[Source: Ken Alltucker, The Arizona Republic] – The state of Georgia hosted biotech executives from across the globe aboard a decommissioned aircraft carrier. Pennsylvania raffled away a Harley-Davidson motorcycle. And Minnesota handed out a $500 shopping spree at the Mall of America.
Economic-development representatives from 31 states, including Arizona, and more than two dozen foreign nations courted biotechnology executives and investors this week in San Diego at the Biotechnology Industry Organization’s annual convention.
They are desperate to woo biotech companies and research, which they see as an environmentally friendly industry that offers high-wage jobs, innovation and improved health care.
The states offered trips, trinkets and lots of cash to capture the industry’s attention.
One day after Massachusetts Gov. Deval Partick signed a $1 billion biotech bill, Maryland proposed its own $1.1 billion funding plan to sprinkle investments across that state’s biotech sector.
Not to be outdone, California Gov. Arnold Schwarzenegger, one of a dozen or so governors at the convention, chatted up his state’s $3 billion stem-cell research initiative and pitched California as a business destination.
“Let’s face it, California is the biotech capital of the world,” Schwarzenegger said during a luncheon speech. “If you are a biotech scientist, or an entrepreneur or an investor, California is one of the best places to set up shop.”
Arizona’s contingent of public and private bioscience interests wasn’t far behind when it came to chatting up the state’s burgeoning biotech efforts.
Representatives from the University of Arizona’s Bio5 Institute, Arizona State University’s Biodesign Institute, Northern Arizona University, the Flinn Foundation and others were on hand to promote the Grand Canyon State.
Arizona made no splashy announcement of any new funding deal at the conference.
But the state Department of Commerce issued a news release Wednesday listing some of Arizona’s bio-related accomplishments.

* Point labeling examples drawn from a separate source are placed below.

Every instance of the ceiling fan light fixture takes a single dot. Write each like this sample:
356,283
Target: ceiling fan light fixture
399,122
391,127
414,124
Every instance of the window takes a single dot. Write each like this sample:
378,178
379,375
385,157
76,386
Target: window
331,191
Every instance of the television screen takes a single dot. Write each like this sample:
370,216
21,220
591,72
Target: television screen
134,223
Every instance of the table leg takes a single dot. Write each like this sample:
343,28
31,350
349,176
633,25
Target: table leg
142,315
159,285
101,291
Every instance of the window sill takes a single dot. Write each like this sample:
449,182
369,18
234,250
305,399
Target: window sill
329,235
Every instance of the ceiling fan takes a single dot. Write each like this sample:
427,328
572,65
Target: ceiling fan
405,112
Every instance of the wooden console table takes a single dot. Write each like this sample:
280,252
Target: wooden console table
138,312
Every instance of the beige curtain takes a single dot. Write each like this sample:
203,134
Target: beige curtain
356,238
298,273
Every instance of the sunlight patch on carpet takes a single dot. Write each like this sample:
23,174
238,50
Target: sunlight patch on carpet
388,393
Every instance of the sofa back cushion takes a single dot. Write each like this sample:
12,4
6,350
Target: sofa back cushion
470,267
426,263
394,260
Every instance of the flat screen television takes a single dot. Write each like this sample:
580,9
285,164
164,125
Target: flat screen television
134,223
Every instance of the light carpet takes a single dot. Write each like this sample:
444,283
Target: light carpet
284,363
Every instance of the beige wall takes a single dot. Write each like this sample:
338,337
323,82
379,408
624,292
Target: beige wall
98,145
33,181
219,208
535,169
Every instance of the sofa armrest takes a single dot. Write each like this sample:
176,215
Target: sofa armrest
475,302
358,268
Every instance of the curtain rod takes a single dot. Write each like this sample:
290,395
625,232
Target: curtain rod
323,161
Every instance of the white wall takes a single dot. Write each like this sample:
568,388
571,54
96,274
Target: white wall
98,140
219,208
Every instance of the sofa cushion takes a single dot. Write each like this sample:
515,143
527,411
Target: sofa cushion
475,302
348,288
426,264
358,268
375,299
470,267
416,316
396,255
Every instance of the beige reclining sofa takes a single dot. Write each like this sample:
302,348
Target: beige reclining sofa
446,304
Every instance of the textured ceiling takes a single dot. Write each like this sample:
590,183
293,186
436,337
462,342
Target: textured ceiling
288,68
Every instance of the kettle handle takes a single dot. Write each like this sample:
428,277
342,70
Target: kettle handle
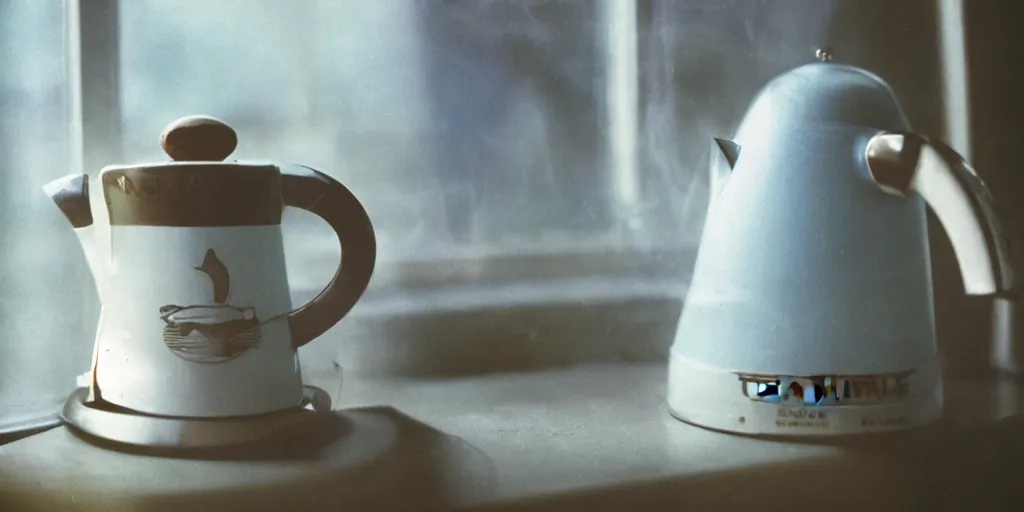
900,163
316,193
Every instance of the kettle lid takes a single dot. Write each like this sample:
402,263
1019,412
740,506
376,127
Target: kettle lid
823,93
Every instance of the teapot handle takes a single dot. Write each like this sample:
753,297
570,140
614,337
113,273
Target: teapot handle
318,194
901,163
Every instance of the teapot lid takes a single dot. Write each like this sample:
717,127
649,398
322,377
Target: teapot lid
199,138
195,140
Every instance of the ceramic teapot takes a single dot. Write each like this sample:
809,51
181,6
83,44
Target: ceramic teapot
810,309
188,262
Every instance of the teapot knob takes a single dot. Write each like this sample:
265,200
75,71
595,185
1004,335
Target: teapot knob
199,138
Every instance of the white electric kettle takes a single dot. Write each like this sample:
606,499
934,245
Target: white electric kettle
810,310
188,260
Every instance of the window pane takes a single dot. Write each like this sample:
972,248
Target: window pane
48,308
466,127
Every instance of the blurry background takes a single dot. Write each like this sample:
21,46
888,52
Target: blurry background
507,151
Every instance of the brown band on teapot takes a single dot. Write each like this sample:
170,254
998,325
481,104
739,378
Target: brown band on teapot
194,195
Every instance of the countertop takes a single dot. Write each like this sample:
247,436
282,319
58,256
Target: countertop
584,437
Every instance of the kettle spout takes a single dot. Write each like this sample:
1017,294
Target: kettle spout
724,155
71,194
900,164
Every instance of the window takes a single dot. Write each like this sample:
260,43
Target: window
473,130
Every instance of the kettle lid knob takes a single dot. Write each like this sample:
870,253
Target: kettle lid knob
199,138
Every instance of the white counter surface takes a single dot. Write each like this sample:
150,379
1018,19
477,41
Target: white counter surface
574,438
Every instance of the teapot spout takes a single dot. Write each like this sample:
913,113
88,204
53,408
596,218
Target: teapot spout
71,194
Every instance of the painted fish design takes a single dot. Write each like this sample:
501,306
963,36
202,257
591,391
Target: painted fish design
211,333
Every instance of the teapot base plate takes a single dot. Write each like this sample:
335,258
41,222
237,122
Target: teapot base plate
123,426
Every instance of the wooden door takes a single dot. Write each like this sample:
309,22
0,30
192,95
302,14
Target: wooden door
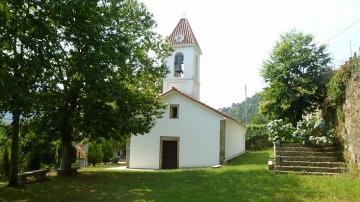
169,154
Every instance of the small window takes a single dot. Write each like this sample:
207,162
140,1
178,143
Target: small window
174,111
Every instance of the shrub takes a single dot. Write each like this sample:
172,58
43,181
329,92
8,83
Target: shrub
95,154
310,131
107,150
279,131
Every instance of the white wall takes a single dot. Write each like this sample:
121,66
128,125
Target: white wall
197,127
234,139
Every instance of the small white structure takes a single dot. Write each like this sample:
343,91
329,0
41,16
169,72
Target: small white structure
190,133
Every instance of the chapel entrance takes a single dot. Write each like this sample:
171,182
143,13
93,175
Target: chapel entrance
169,153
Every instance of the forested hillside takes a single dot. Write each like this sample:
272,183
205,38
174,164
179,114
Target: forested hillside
238,110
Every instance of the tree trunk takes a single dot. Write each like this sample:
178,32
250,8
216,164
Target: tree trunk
14,169
66,148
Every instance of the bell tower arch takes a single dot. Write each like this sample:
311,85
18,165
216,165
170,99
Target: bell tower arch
184,63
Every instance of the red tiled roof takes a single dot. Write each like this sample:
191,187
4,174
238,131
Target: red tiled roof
183,27
203,104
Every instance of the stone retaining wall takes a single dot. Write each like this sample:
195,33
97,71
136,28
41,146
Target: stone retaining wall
351,131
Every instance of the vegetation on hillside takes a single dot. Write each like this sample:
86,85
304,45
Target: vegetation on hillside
93,70
296,74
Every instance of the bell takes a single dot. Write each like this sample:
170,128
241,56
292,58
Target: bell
178,69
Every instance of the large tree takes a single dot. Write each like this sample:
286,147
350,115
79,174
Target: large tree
106,74
296,75
24,53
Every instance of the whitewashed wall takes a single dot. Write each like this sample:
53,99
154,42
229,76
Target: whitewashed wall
234,139
197,127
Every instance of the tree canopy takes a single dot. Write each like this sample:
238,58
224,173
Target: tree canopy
296,74
81,68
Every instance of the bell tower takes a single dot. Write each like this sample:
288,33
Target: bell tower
184,63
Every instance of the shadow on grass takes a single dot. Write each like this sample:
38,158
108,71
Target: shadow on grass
246,179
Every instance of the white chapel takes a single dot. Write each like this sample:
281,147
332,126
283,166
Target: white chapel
190,133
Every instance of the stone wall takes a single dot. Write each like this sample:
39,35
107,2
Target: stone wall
351,131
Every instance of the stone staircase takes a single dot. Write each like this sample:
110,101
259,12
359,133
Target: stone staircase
295,158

Walt Plosila, a consultant who helped draft the state’s bioscience road map, said Arizona’s planned approach to grow its research base is the smartest way to expand its biotech efforts.
“The goal is not to be good at everything,” said Plosila, senior adviser to Cleveland-based Technology Partnership Practice. “It’s not to try to be like Massachusetts or Silicon Valley. They are so far ahead, and they have such a deep base – you can’t do that.”
Arizona has notched some positive momentum in recent years, Plosila said, noting the state ranked No. 27 among all states in federal National Institutes of Health grants and No. 20 in bioscience venture-capital investment during the 2007 fiscal year.
A state-funded measure helped build new state-of-the-art research labs in Tucson and Tempe. And the Translational Genomics Research Institute has expanded the state’s molecular know-how.
Even though Arizona has made strides in the area of research funding, the state still has not spawned a strong cluster of privately owned biotech companies, he added. “Arizona is not yet at a critical mass of companies,” Plosila said.
That is true of many states across the United States.
But those states work hard to woo companies at the annual biotechnology industry show.
“This has evolved over the years from being an industry show to an economic-development show,” said Curt Bilby, chief executive officer of the Austin-based biotech company Terapio. “Everybody is trying to become the next biotech cluster.”
Contest among states
Louisiana’s pavilion featured an amateur ventriloquist handling a stuffed ostrich. A pavilion for Nebraska offered biotech executives a drawing for Omaha steaks.
Kansas took on a sporting theme, with the state’s biotech organization, called the Kansas Bio Authority, circulated a pamphlet featuring a picture of the state’s college-basketball championship aftermath. The message: “Kansas: Home of Champions.”
Economic development representatives from Georgia acknowledged that competition among the states remains tough.
“You look at Boston, San Diego and the Silicon Valley – they are the leaders,” said Michael Starling, a senior project manager with the DeKalb County Office of Economic Development in suburban Atlanta. “Everybody else is reaching for that second rung.”